I finally accomplished what I wanted: a step-by-step k-means. Sorry if the code it's not perfect, I'm a newbie with R.

#How does k-means work

library(ggplot2)

set.seed(2009)
points1<-data.frame(x=rnorm(50,1,0.1),y=rnorm(50,5,0.1))
points2<-data.frame(x=rnorm(50,5,0.1),y=rnorm(50,5,0.1))
points3<-data.frame(x=rnorm(200,3,0.8),y=rnorm(200,3,0.8))
df<-rbind(points1,points2,points3)

#plot initial points
p <- ggplot(df, aes(x, y))
p + geom_point(size=7, color="grey")

#set initial centers
kcenters<-df[c(49,26,297),]

#plot centers
p + geom_point(size=7, color="grey") + geom_point(data=kcenters, aes(x, y), size=7, color="black", shape="x")

#assignment (to calculate distances to initial centers and to allocate points to the cluster to which they are closest)
library(reshape)
distances <- melt(as.matrix(dist(df,diag=T,upper = T)), varnames = c("row", "col"))
dist_center1<-subset(distances,col==49,select = value)
dist_center2<-subset(distances,col==26,select = value)
dist_center3<-subset(distances,col==297,select = value)
dist_centers<-data.frame(dist_center1,dist_center2,dist_center3)
colnames(dist_centers)<-c("dist_center1","dist_center2","dist_center3")
dist_centers$cluster<-apply(dist_centers, 1, which.min)
df<-cbind(df,dist_centers)

#plot assignment
p + geom_point(size=7, aes(colour=as.factor(df$cluster))) + geom_point(data=kcenters, aes(x, y), size=7, color="black", shape="x") + theme(legend.position="none")

#calculate new centers
x<-tapply(df$x,df$cluster,mean)
y<-tapply(df$y,df$cluster,mean)
kcenters<-data.frame(x,y)

#plot new centers
p + geom_point(size=7, aes(colour=as.factor(df$cluster))) + geom_point(data=kcenters, aes(x, y), size=7, color="black", shape="x") + theme(legend.position="none")

And then, you can continue the procedure slightly adjusting the code above:

#assignment
df<-rbind(df[,1:2],kcenters)
row.names(df) <- NULL
distances <- melt(as.matrix(dist(df,diag=T,upper = T)), varnames = c("row", "col"))
dist_center1<-subset(distances,col==301,select = value)
dist_center2<-subset(distances,col==302,select = value)
dist_center3<-subset(distances,col==303,select = value)
dist_centers<-data.frame(dist_center1,dist_center2,dist_center3)
colnames(dist_centers)<-c("dist_center1","dist_center2","dist_center3")
dist_centers$cluster<-apply(dist_centers, 1, which.min)
df<-cbind(df[1:300,],dist_centers[1:300,])

#plot assignment
p + geom_point(size=7, aes(colour=as.factor(df$cluster))) + geom_point(data=kcenters, aes(x, y), size=7, color="black", shape="x") + theme(legend.position="none")

#calculate new centers
x<-tapply(df$x,df$cluster,mean)
y<-tapply(df$y,df$cluster,mean)
kcenters<-data.frame(x,y)

#plot new centers
p + geom_point(size=7, aes(colour=as.factor(df$cluster))) + geom_point(data=kcenters, aes(x, y), size=7, color="black", shape="x") + theme(legend.position="none")

If you run kmeans() with the same initial centers and stop it on first iteration, dfCluster<-kmeans(df,centers=kcenters, iter.max = 1), you get the follow centers:

> dfCluster$centers
         x        y
1 1.129419 4.905327
2 2.928011 2.880839
3 4.715513 4.766608

These centers do not match with the ones I get in the first iteration of my procedure (#calculate new centers).

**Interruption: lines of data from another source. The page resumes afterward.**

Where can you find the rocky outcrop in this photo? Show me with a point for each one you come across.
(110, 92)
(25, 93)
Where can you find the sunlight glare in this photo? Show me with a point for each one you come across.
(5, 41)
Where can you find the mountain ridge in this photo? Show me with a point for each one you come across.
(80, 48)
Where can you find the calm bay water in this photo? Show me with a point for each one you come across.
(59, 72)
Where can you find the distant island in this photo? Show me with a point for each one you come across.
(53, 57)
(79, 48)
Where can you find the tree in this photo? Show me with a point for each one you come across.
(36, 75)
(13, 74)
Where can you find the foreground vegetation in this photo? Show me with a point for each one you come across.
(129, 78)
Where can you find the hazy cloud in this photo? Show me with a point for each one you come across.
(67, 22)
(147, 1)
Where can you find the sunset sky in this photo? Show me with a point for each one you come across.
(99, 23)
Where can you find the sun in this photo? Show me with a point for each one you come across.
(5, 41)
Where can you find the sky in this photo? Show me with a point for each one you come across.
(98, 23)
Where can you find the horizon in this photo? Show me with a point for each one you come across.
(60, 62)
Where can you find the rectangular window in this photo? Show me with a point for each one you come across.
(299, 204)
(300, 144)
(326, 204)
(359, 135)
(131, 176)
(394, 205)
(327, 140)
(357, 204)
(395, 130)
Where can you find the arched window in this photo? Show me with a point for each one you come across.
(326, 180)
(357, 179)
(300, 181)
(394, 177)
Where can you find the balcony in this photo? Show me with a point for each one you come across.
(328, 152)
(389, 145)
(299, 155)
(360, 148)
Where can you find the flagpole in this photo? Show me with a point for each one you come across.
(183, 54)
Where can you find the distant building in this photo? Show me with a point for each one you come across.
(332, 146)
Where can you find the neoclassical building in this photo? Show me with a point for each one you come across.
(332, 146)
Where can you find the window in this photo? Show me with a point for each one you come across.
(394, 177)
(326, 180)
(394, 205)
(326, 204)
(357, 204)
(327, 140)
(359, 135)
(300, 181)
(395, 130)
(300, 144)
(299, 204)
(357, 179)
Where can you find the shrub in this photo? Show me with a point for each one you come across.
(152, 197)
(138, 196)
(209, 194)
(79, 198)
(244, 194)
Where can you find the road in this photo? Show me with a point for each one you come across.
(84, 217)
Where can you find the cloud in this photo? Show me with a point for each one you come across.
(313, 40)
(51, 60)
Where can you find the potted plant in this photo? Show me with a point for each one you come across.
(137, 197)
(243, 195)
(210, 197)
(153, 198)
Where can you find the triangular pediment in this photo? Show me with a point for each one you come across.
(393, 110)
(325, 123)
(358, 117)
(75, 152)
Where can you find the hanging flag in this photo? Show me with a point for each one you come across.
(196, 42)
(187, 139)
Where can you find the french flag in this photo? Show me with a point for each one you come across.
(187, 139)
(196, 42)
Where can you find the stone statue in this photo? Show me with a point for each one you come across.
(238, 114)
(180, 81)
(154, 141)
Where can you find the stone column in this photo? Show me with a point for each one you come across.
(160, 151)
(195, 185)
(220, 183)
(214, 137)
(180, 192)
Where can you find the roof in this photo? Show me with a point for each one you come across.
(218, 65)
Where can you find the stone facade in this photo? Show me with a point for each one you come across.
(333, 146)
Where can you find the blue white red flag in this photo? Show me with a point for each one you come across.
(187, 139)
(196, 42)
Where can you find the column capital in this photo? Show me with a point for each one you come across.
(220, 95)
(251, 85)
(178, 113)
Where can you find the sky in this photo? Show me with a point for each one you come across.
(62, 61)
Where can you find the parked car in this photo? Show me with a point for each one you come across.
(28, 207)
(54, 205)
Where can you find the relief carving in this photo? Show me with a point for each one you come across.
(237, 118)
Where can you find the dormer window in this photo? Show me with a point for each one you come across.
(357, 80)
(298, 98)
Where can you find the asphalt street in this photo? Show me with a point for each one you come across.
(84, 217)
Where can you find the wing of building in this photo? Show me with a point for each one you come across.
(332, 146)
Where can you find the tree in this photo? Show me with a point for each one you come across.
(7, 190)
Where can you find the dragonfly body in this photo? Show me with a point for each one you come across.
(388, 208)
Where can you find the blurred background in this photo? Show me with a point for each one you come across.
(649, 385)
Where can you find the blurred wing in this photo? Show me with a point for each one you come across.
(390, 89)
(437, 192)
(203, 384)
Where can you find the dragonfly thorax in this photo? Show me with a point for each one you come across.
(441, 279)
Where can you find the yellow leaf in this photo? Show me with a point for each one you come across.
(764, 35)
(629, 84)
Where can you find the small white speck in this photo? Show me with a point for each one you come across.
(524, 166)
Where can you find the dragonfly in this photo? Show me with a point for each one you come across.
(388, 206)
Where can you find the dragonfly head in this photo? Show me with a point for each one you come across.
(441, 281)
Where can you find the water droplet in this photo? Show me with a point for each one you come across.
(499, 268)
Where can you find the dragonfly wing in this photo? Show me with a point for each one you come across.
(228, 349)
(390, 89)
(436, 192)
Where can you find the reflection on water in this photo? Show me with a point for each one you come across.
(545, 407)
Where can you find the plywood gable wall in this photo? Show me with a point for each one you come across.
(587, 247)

I have to run it for 14 times (#assigment and #calculate new centers) to obtain them. I don't know the meaning of "iteration" in the kmeans() procedure. Does anybody know?

Best Answer

In kmeans help you can read that there is centers argument that is

either the number of clusters, say k, or a set of initial (distinct) cluster centres. If a number, a random set of (distinct) rows in x is chosen as the initial centres.

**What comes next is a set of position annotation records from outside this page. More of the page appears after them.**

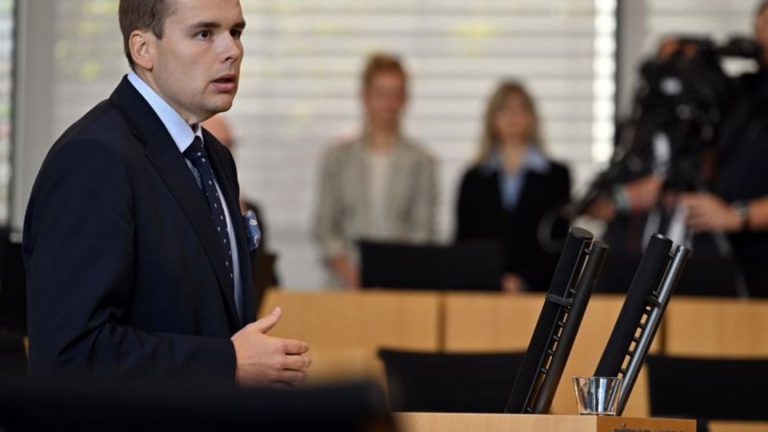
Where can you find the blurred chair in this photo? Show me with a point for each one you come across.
(712, 389)
(438, 382)
(470, 266)
(13, 356)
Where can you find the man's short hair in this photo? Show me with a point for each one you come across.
(381, 63)
(761, 7)
(142, 15)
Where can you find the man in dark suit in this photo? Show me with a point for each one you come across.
(135, 250)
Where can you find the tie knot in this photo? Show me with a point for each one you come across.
(195, 150)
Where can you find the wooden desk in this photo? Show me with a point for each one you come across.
(501, 322)
(718, 328)
(442, 422)
(346, 329)
(709, 327)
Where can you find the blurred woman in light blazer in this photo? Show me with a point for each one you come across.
(379, 185)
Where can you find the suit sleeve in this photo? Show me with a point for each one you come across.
(463, 212)
(422, 229)
(327, 224)
(79, 252)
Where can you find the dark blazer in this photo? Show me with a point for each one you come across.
(126, 275)
(482, 216)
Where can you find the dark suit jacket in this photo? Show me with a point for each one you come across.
(482, 216)
(126, 276)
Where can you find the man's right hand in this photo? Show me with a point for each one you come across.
(264, 360)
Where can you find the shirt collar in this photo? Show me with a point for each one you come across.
(180, 131)
(534, 160)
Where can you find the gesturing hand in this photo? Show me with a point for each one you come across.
(263, 359)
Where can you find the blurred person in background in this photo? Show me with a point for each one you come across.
(738, 204)
(510, 187)
(379, 185)
(265, 274)
(735, 200)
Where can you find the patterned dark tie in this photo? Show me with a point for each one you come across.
(197, 155)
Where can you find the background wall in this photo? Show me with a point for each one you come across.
(299, 90)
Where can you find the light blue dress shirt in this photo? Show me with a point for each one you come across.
(183, 134)
(511, 183)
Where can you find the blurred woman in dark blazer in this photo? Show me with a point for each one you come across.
(511, 187)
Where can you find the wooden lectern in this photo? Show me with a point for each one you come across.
(455, 422)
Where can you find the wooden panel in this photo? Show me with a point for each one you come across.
(428, 422)
(725, 328)
(482, 322)
(738, 426)
(345, 329)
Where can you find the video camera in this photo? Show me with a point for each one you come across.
(678, 107)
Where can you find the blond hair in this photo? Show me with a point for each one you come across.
(489, 139)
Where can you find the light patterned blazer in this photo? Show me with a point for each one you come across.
(343, 212)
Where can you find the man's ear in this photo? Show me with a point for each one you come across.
(142, 48)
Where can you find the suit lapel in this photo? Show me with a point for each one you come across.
(400, 179)
(175, 173)
(224, 178)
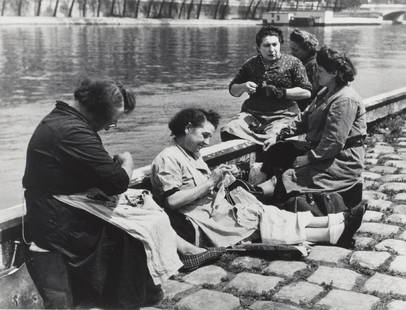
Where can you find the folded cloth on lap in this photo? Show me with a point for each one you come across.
(143, 219)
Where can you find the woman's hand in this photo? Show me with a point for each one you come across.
(301, 161)
(218, 173)
(250, 87)
(269, 142)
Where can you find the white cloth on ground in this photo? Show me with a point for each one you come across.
(146, 222)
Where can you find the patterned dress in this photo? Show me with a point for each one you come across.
(329, 125)
(261, 116)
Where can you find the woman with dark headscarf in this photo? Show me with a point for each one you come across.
(273, 81)
(303, 45)
(332, 157)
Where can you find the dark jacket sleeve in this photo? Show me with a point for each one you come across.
(82, 152)
(242, 76)
(299, 76)
(340, 118)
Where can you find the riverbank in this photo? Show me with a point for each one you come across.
(17, 20)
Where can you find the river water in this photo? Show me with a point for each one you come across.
(168, 67)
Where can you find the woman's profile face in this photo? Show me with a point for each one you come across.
(198, 137)
(325, 77)
(270, 48)
(298, 51)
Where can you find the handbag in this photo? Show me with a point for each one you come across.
(320, 204)
(18, 290)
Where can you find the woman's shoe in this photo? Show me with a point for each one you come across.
(193, 261)
(352, 221)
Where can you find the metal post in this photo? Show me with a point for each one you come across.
(71, 8)
(56, 8)
(190, 9)
(39, 8)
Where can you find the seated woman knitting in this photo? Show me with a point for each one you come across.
(331, 158)
(185, 186)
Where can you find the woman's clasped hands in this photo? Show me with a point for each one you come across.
(221, 171)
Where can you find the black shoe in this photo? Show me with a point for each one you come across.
(352, 221)
(252, 189)
(193, 261)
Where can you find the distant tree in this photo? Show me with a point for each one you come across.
(71, 8)
(56, 8)
(39, 8)
(3, 6)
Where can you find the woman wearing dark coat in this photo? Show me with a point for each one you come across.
(303, 45)
(331, 158)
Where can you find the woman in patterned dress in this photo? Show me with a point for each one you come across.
(273, 82)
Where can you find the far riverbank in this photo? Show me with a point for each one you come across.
(37, 20)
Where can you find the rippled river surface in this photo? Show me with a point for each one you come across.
(168, 67)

So knowing that kmeans starts with allocating cluster centers randomly you can (1) choose by hand some random centers, (2) start the algorithm with iter.max=1 (single iteration), save results and (3) start it again with the previous output as centers. Next you repeat (2) and (3) it until convergence and you have your data.

Generally there is no point in recording the initial values since they are random, so they are not recorded.